Obs2: a SAF está intimamente ligada ao LES (50% dos pacientes com lúpus tem o anticorpo antifosfolipe, mas só 1/3 desenvolve a
doença)
Nódulos subcutâneos
• Doenças Reumáticas: LES, AIJ
• Outras: nódulos subcutâneos benignos
• A medicação metrotexato pode levar a nódulos cutâneos
Eritema marginado
• Infecciosas: septicemia
• Reação a drogas
• Doenças reumáticas: Exantema da AIJ
• Idiopático
Tratamento:
Profilaxia primária (erradicar o EGA) → tratamento das manifestações clínicas → profilaxia secundária (prevenir recorrência)
• Profilaxia primária:
PENICILINA G BENZATINA
Dose: Peso<20kg - 600.000 UIM
Peso>20 kg - 1.200.000 UI IM
Dose única
Medicação de liberal lenta
Em casos em que não puder utilizar a penicilina benzatina é recomendado o uso de antibióticos orais por um período de 10 dias, por
exemplo: Amoxicilina
• Medidas gerais (manifestações clínicas):
1. Hospitalizações: em casos de cardite moderada a grave, artrite incapacidade ou coreia grave
2. Repouso relativo por 4 semanas, com retorno gradual as atividades diárias (para não sobrecarregar o quadro cardíaco)
3. Em casos de febre, utiliza-se paracetamol ou dipirona
4. A tendência do PCR e do VHS é normalizar ao longo do tempo com a introdução da medicação correta
Obs: para avaliar a evolução do tratamento do paciente e este receber alta médica, é necessário avaliar se há melhora do quadro
clínico e se as proteínas de fase aguda está melhorando. No início, o paciente frequenta o reumatologista a cada um mês, em casos de
melhora do quadro esse intervalo aumenta para 3 meses e, posteriormente, ainda em casos de melhora a cada 6 meses. Só é necessário
retornar antes a consulta em casos de recidiva do quadro.
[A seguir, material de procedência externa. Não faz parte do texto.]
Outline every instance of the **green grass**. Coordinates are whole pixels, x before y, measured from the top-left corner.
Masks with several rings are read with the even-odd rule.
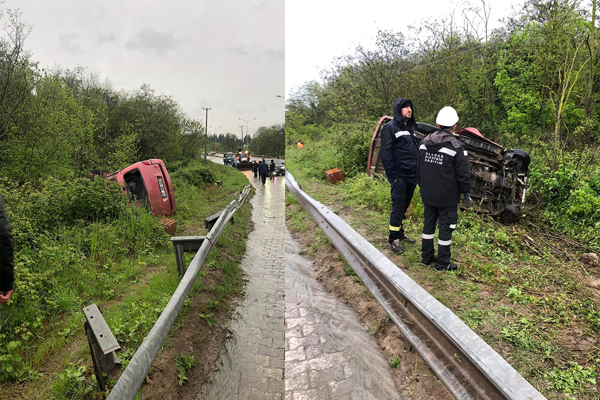
[[[245,176],[230,167],[209,166],[223,181],[223,188],[196,188],[174,182],[175,216],[181,222],[178,228],[201,226],[198,234],[205,231],[203,218],[223,209],[247,184]],[[212,291],[218,301],[242,292],[243,282],[235,260],[245,251],[245,240],[239,237],[247,237],[251,226],[248,201],[236,213],[236,223],[226,227],[207,260],[207,264],[223,270],[223,281],[217,287],[204,287],[202,276],[205,274],[201,272],[192,294]],[[27,247],[16,255],[13,301],[0,308],[0,381],[0,381],[0,393],[13,384],[32,381],[32,386],[52,386],[53,398],[89,398],[82,387],[95,386],[95,381],[91,374],[87,344],[74,357],[64,357],[64,353],[81,337],[85,320],[81,308],[92,303],[104,306],[103,315],[123,347],[119,357],[124,368],[127,366],[179,282],[168,237],[155,224],[157,220],[151,215],[131,209],[109,223],[82,221],[60,227],[50,237],[32,237],[41,243],[39,248],[34,252]],[[157,234],[161,235],[159,244],[149,245],[157,242],[152,236]],[[124,251],[127,248],[123,243],[128,241],[137,246],[133,254]],[[43,297],[36,293],[40,279],[47,283],[44,290],[47,294]],[[33,295],[24,302],[26,293]],[[186,302],[172,333],[183,323],[181,316],[188,311],[189,298]],[[81,365],[69,364],[79,357],[89,362],[85,372]],[[52,359],[62,361],[56,364],[49,362]],[[62,371],[49,384],[52,374],[37,372],[47,370],[49,363]],[[77,382],[84,375],[85,385],[80,387]],[[67,384],[69,380],[77,384]],[[28,395],[49,396],[37,390]]]

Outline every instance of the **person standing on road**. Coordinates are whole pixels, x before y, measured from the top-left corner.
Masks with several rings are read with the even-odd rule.
[[[404,234],[402,222],[416,187],[418,146],[413,109],[412,101],[409,99],[397,99],[394,102],[394,119],[383,126],[380,134],[379,157],[391,186],[392,212],[388,242],[397,254],[404,251],[401,241],[415,242]]]
[[[269,166],[266,165],[266,161],[263,158],[262,161],[259,164],[259,173],[260,174],[260,180],[262,181],[263,185],[266,182],[266,175],[269,173]]]
[[[438,271],[457,269],[450,262],[452,233],[456,229],[460,195],[467,207],[471,206],[471,174],[464,146],[453,134],[458,115],[451,107],[440,110],[436,119],[437,130],[424,139],[419,146],[417,179],[424,208],[423,242],[424,266],[436,261]],[[433,234],[439,222],[437,256],[434,254]]]
[[[0,197],[0,304],[10,301],[14,283],[13,227]]]
[[[271,175],[270,179],[275,181],[275,160],[271,160],[271,164],[269,164],[269,172]]]

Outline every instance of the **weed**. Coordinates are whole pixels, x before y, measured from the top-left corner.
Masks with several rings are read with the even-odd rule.
[[[66,369],[56,374],[57,378],[51,390],[53,398],[63,400],[93,397],[96,390],[93,386],[85,381],[86,370],[85,365],[76,367],[73,363],[69,363]]]
[[[179,372],[177,376],[179,378],[179,383],[181,386],[183,385],[184,381],[188,380],[186,373],[196,365],[196,358],[186,354],[173,354],[173,357],[175,359],[175,367]]]
[[[218,311],[219,309],[219,300],[208,300],[205,306],[206,308],[214,311]]]
[[[514,286],[508,288],[506,291],[506,297],[512,299],[515,304],[525,304],[531,302],[531,299],[527,294],[523,294],[521,289],[517,289]]]
[[[569,362],[562,368],[555,366],[544,374],[544,378],[560,393],[572,393],[587,390],[596,384],[598,375],[596,366],[584,368],[576,362]]]
[[[209,326],[212,326],[212,324],[215,322],[215,314],[212,313],[203,314],[202,312],[200,312],[198,315],[198,319],[204,320],[206,321],[206,324]]]
[[[354,272],[353,269],[352,269],[352,267],[350,266],[350,265],[346,262],[344,262],[344,272],[346,272],[346,275],[356,276],[356,273]]]
[[[396,356],[389,362],[389,366],[392,368],[400,368],[400,357]]]

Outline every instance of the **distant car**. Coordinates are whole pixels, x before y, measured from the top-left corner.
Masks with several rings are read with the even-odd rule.
[[[367,173],[385,173],[379,158],[381,128],[392,120],[379,120],[371,142]],[[437,128],[418,122],[415,136],[422,139]],[[471,198],[481,211],[509,221],[521,216],[525,205],[531,159],[525,152],[506,148],[484,137],[476,128],[463,128],[454,133],[464,145],[471,168]]]
[[[286,167],[284,166],[283,163],[281,163],[280,160],[274,160],[275,161],[275,175],[286,175]],[[266,161],[268,164],[271,164],[271,160],[268,160]]]

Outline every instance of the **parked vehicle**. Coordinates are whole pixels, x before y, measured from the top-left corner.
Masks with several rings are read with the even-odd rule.
[[[252,169],[252,161],[250,161],[250,152],[247,150],[244,151],[242,148],[238,149],[238,155],[236,156],[237,161],[235,163],[235,167],[238,170],[251,170]]]
[[[161,160],[151,158],[136,163],[106,175],[117,182],[130,201],[139,207],[148,207],[169,234],[175,231],[177,220],[168,218],[175,213],[175,197],[171,178]]]
[[[392,120],[379,120],[371,142],[367,173],[385,175],[379,158],[382,127]],[[437,130],[436,127],[417,123],[415,136],[422,139]],[[476,128],[463,128],[454,133],[465,146],[471,168],[471,199],[473,204],[484,212],[504,221],[521,216],[525,205],[527,181],[530,162],[525,152],[508,150],[485,139]]]

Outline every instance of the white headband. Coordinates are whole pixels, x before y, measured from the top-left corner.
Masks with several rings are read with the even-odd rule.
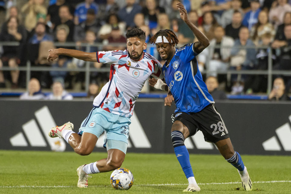
[[[163,42],[164,43],[165,42],[167,42],[168,43],[169,43],[169,42],[168,41],[168,40],[167,39],[167,38],[166,38],[166,37],[163,36],[159,36],[158,37],[158,38],[157,38],[157,39],[156,41],[156,42],[155,42],[155,43],[160,43],[160,42],[163,42],[163,40],[164,40]]]

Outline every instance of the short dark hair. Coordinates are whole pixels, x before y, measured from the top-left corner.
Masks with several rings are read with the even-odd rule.
[[[134,28],[127,30],[125,35],[126,39],[132,37],[136,37],[140,40],[146,41],[146,32],[139,28]]]
[[[176,45],[179,42],[178,38],[177,38],[175,33],[168,29],[161,30],[156,33],[153,36],[149,39],[149,42],[151,44],[156,44],[156,41],[159,36],[163,36],[166,37],[167,40],[169,42],[171,42],[170,44],[174,46]],[[163,38],[163,43],[164,42]]]

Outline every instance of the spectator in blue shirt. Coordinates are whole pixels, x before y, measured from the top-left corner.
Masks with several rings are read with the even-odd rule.
[[[249,1],[251,2],[251,10],[246,14],[242,24],[250,30],[252,27],[258,22],[258,17],[261,9],[259,0],[249,0]]]
[[[126,0],[126,6],[118,12],[119,18],[126,23],[126,25],[133,27],[134,15],[142,11],[142,7],[135,3],[135,0]]]
[[[98,5],[94,2],[94,0],[85,0],[85,2],[77,5],[75,10],[74,22],[75,25],[78,25],[86,20],[87,18],[87,12],[89,9],[95,11],[95,14],[97,14],[99,8]]]
[[[53,41],[52,37],[45,32],[45,25],[38,22],[36,24],[35,32],[28,41],[31,44],[38,44],[42,41]]]

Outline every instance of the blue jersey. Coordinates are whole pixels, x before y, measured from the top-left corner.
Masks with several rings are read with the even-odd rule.
[[[176,103],[175,112],[197,112],[214,103],[202,79],[194,49],[192,43],[176,49],[171,61],[163,66],[166,83]]]

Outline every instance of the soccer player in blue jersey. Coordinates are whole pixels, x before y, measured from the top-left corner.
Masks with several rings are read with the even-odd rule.
[[[160,56],[166,61],[162,70],[169,93],[165,105],[170,106],[175,100],[176,109],[172,116],[173,123],[171,136],[175,153],[188,179],[189,185],[184,192],[199,191],[190,164],[189,153],[184,144],[185,139],[199,130],[205,141],[214,143],[226,160],[236,168],[246,190],[252,190],[252,182],[238,153],[233,150],[229,132],[214,102],[208,92],[198,68],[196,57],[209,45],[206,36],[188,19],[183,5],[177,3],[181,18],[192,30],[198,41],[178,49],[178,40],[169,30],[160,30],[150,40],[155,44]],[[150,84],[156,88],[166,89],[160,79],[150,79]]]

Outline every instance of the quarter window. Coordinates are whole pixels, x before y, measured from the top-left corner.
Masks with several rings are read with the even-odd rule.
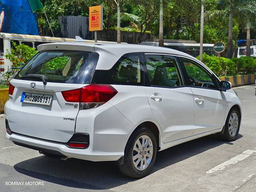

• Criança responde bem ao uso de AAS, no entanto, nessa faixa etária é comum infecções virais que junto com a medicação podem
levar a síndrome de Reye. Nesses casos, é necessário suspender o AAS;
• Naproxeno (AINES) não demonstra piora do quadro de cardite e, por isso, eles podem ser utilizados;
• A utilização de prednisona não cardite em crianças não pode ultrapassar a dose de 80mg/dia. A medicação é utilizada de 6 a 8
semanas, no entanto, a partir da 4 semana já iniciará o desmame;
• Nos casos de cardite grave, utiliza-se o corticoide por 12 semanas;
• Pacientes muito graves, com lesão de órgão alvo e com risco de óbito devem ser internados e
merecem pulsoterapia. Após essa administração de altas doses de corticoide, as doses de
manutenção são menores e de administração venosas;
• Em pacientes imunocomprometidos também podem fazer a pulsoterapia em casos graves de FR;
• Profilaxia secundária:
Mesma dose da profilaxia primária com a diferença de que o paciente tem que tomar a cada 21 dias!

• Exemplo: paciente de 14 anos com FR sem cardite prévia deverá utilizar penicilina G benzatina até os 21 anos pois tem mais tempo
até essa idade do que daqui 5 anos.
• Lembrar que benzetacil tem administração INTRAMUSCULAR!!
• Pacientes com FR com lesão valvar residual (sequela) moderada a grave, assim como aqueles que passaram por cirurgia valvar,
devem utilizar a medicação pra vida toda!!!!!